The workshop will be composed of two parts: the first part will consist of a series of presentations of the tractography algorithms and results by the workshop participants, in parallel with the grand challenge contest; the second part will focus on the results of the contest, and discussions on tractography challenges and clinical use of DTI for neurosurgical planning.

Logistics

The DTI Tractography Challenge workshop will be held on Sunday September 18, 2011 at the Westin Harbour Castle, 1 Harbour Square, Toronto, Canada. To register for the workshop, please visit the MICCAI 2011 conference website. For questions related to this event, please send an e-mail to Sonia Pujol (spujol at bwh.harvard.edu).

Submission

  • Participants will be required to submit their tractography results and a short paper describing their analysis. The paper should include the following elements 1) a presentation of the DTI analysis pipeline, 2) a description of the tractography technique and parameters used, 3) a set of images providing an intuitive way to present the reconstructed tracts to neurosurgeons. Supplementary materials such as short videos, are encouraged, but not mandatory.
  • Participants will be invited to propose an evaluation criteria for their tractography method.
  • Segmentation of the tract of interest should be performed in both hemispheres
  • Tractography results should include the enveloppe of the reconstructed tracts
  • Results should be submitted in the ITK-readable NRRD file format.

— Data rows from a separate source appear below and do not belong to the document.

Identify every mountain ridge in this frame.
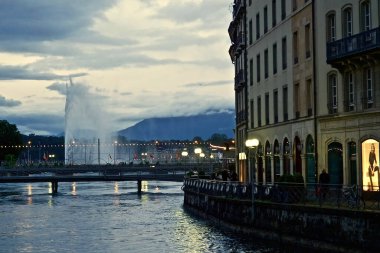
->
[118,112,235,141]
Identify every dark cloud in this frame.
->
[183,80,232,87]
[0,95,21,107]
[46,83,66,96]
[0,0,115,41]
[154,0,232,27]
[4,113,65,135]
[0,65,85,80]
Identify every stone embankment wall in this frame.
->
[183,185,380,253]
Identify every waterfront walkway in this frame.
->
[184,178,380,212]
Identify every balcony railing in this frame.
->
[235,69,245,89]
[232,0,245,19]
[326,27,380,64]
[235,32,245,49]
[236,110,247,124]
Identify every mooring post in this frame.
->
[51,181,58,194]
[137,180,141,194]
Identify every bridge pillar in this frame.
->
[137,180,141,194]
[51,181,58,194]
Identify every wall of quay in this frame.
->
[183,185,380,253]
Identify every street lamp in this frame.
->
[113,141,117,165]
[245,139,259,220]
[181,150,189,163]
[28,141,32,165]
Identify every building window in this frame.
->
[292,0,297,11]
[273,89,278,123]
[294,83,300,119]
[328,73,338,114]
[264,49,269,78]
[256,13,260,40]
[305,24,311,59]
[273,43,277,75]
[248,19,253,45]
[282,86,288,121]
[250,99,255,128]
[281,0,286,20]
[306,79,313,116]
[249,59,253,86]
[256,54,260,82]
[264,6,268,33]
[344,72,355,111]
[282,37,288,69]
[272,0,277,27]
[342,7,352,37]
[364,68,373,108]
[360,1,371,31]
[293,32,298,64]
[257,96,261,127]
[265,93,269,125]
[326,13,336,42]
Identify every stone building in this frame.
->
[229,0,380,190]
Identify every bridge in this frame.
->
[0,164,212,194]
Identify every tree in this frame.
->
[0,120,22,162]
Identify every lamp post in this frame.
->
[113,141,117,165]
[28,141,32,165]
[245,139,259,220]
[194,148,202,166]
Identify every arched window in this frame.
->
[363,68,373,108]
[326,12,336,42]
[360,0,371,32]
[342,6,353,37]
[327,73,338,113]
[344,71,356,111]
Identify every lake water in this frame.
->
[0,182,279,253]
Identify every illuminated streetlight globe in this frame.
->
[194,148,202,154]
[245,139,259,148]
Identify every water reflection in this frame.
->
[113,182,119,194]
[71,182,77,196]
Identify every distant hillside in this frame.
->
[119,113,235,141]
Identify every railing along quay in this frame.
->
[183,178,380,211]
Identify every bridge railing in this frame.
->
[183,178,380,211]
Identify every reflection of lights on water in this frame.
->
[71,182,77,196]
[141,181,148,192]
[28,184,33,205]
[113,182,119,193]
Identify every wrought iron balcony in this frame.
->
[235,32,245,50]
[228,44,236,63]
[235,69,245,90]
[232,0,245,19]
[236,109,247,124]
[326,27,380,64]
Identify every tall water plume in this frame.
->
[65,79,113,164]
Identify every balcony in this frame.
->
[236,109,247,124]
[228,44,236,63]
[326,27,380,69]
[235,32,245,50]
[235,69,245,90]
[232,0,245,20]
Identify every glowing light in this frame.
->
[245,139,259,148]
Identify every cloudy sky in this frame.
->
[0,0,234,135]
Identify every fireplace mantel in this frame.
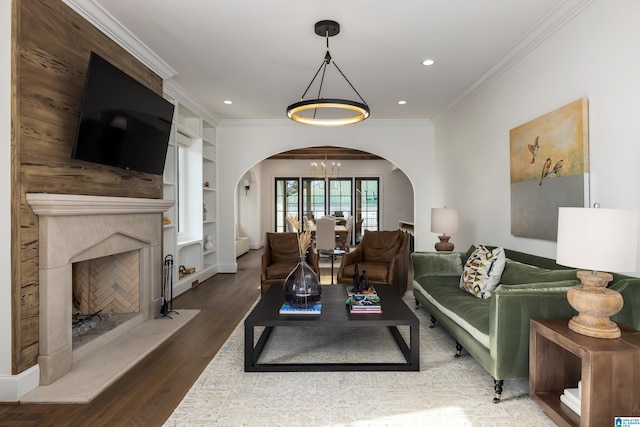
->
[27,193,175,216]
[26,193,174,385]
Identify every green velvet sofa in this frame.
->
[411,246,640,403]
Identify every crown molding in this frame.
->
[163,80,220,126]
[433,0,595,123]
[62,0,177,80]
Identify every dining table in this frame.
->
[308,224,349,251]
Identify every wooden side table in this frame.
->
[529,319,640,427]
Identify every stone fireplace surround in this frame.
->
[27,193,174,385]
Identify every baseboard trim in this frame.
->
[0,365,40,403]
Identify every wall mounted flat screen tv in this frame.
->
[72,52,174,175]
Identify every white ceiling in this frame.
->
[76,0,589,123]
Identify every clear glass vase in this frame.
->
[282,257,322,308]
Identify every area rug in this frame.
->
[165,292,555,427]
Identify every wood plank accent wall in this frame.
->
[11,0,162,374]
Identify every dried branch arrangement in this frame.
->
[287,214,311,257]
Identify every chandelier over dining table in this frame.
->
[311,153,340,181]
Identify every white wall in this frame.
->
[217,119,434,272]
[436,0,640,275]
[250,159,414,243]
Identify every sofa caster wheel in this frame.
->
[493,380,504,403]
[453,341,462,359]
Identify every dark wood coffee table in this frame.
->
[244,285,420,372]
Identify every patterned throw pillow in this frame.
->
[460,245,506,299]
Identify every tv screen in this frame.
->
[72,52,174,175]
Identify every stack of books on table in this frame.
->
[349,299,382,314]
[560,383,581,415]
[347,286,378,297]
[279,302,322,315]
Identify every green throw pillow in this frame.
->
[460,245,505,299]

Dead-line for submission: June 1st, 2011.

Evaluation

The correct depiction of the tract displacement, lesion infiltration, as well as false-positive tracts and false-negative findings will be assessed by three experts neurosurgeons. The reliability of the tractography algorithms will be evaluated using bundle overlap and fiber profiles of diffusion properties on the test/retest data.

Datasets

The workshop datasets will consist of four neurosurgical cases acquired at Brigham and Women's Hospital, and two healthy subjects. Each dataset will include Anatomical Images (T1,T2 and FLAIR), a Diffusion Weighted Imaging (DWI) volume, and a Diffusion Tensor Imaging (DTI) volume. Data will be in the ITK-readable Nrrd file format, which consists of an ASCII header file and a separate uncompressed raw image datafile.